Cory was quite unaware of the shadow of pain that passed over her face in the second before the fury hit, but then her eyes were shooting bright green sparks and she straightened in her chair, her chin thrusting out and her hands clenched fists in her lap. ‘I think I ought to make one thing perfectly clear before we go on another minute,’ she said icily, her voice belying the fiery colour in her cheeks. ‘I do not discuss my personal life with anyone unless I want to. If you offer me this job permanently you will be entitled to all of my working days and the very best I can do, both for you and Hunter Operations, but you will not automatically have the right to take over my life. My private life is my own business and absolutely no concern of yours.’

So it had been a man. Max Hunter surveyed the taut, angry figure in front of him, his face betraying none of his thoughts. And she wasn’t over him yet, not by a long chalk. ‘You’re absolutely right of course.’ Gillian was making her way back to their table and now he stood, his voice merely pleasant and not at all put out as he added, ‘I think we’re all ready to leave? And Cory?’

She was in the act of rising, Max having pulled out her chair for her, and now, as she turned to face him, he was so close for a moment that she caught the scent of delicious aftershave on clean male skin and took an involuntary step backwards, bumping against the table and rattling the coffee cups. ‘Yes?’ she asked defensively.

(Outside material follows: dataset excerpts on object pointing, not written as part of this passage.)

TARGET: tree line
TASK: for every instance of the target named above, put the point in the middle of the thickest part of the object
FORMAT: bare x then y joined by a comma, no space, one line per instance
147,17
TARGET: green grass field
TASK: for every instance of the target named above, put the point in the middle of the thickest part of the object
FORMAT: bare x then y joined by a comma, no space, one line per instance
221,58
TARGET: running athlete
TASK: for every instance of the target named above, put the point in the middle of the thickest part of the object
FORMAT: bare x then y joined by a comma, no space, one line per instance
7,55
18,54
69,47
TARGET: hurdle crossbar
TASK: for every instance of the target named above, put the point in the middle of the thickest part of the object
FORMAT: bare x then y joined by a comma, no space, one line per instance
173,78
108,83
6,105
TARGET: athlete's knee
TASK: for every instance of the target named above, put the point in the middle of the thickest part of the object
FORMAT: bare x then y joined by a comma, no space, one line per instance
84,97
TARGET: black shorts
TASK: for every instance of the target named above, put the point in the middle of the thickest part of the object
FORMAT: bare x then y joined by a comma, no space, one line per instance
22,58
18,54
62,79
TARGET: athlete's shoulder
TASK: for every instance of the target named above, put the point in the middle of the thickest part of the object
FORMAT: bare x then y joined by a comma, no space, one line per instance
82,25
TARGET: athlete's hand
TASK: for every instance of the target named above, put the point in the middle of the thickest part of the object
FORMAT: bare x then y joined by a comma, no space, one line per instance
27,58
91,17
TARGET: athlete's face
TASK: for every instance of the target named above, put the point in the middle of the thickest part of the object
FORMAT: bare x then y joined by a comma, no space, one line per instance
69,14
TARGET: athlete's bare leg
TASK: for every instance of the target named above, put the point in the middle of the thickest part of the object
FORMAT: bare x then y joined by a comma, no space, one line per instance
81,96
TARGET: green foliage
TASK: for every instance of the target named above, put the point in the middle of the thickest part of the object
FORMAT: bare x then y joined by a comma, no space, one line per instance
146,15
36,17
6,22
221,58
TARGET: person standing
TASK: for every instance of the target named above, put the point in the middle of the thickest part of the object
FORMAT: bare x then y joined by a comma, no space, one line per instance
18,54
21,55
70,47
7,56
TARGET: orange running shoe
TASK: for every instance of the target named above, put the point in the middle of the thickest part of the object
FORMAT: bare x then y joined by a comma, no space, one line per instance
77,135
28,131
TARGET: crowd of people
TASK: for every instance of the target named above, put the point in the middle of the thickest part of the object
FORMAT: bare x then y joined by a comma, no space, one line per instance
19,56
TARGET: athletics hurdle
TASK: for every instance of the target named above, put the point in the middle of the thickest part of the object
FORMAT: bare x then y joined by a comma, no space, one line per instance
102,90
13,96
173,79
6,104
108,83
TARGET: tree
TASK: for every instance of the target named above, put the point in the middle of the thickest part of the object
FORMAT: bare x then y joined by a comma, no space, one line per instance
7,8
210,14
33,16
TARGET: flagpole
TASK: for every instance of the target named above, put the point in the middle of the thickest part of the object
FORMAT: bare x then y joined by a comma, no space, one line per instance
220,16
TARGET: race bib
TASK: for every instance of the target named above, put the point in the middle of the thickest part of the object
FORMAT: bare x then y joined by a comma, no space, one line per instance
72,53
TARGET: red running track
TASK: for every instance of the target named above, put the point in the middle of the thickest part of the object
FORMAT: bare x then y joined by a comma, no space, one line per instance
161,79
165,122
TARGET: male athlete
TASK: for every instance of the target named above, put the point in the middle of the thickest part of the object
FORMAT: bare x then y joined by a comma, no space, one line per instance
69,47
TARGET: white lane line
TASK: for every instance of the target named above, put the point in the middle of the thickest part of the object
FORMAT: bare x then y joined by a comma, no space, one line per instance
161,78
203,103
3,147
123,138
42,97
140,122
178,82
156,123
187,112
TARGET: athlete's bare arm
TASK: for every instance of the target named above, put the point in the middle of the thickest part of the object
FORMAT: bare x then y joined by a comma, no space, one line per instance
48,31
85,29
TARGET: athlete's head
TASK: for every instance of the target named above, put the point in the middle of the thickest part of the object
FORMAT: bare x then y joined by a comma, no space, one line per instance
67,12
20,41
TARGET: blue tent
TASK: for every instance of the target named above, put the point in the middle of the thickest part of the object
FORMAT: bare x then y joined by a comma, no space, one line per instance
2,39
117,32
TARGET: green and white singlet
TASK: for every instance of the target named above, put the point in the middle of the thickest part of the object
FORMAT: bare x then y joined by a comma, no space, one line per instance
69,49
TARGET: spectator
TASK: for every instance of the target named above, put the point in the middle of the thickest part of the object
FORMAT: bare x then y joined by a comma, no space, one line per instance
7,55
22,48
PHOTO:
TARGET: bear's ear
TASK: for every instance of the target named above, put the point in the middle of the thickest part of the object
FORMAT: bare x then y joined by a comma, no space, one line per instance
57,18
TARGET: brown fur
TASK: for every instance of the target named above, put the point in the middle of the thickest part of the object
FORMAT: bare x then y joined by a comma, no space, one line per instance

‘The offer is permanent; it was from five past nine this morning.’

CHAPTER TWO

THE next few weeks were something of a revelation to Cory, not least because she found, after the initial couple of days which passed in a tangled blur, that she was actually enjoying her job. No, enjoy was too weak a word. She was loving it; she couldn’t wait to get to the office every morning, and that in spite of the million and one facts that were thrown at her every minute—or so it seemed—the hours flew by on winged feet.

She had had her good days and bad days at Stanley & Thornton’s, and her position as secretary to the managing director had been both an interesting and extremely responsible one, but working for Max Hunter was something else. And that was the understatement of the year.

Nevertheless, on the morning of Monday, the seventeenth of May, when Cory awoke to clear blue skies and brilliant sunshine, and the realisation that from this day on it was just her juggling the hundred and one balls that Gillian had seemed to manage so effortlessly, she felt more than a little nervous and the butterflies in her stomach were going crazy.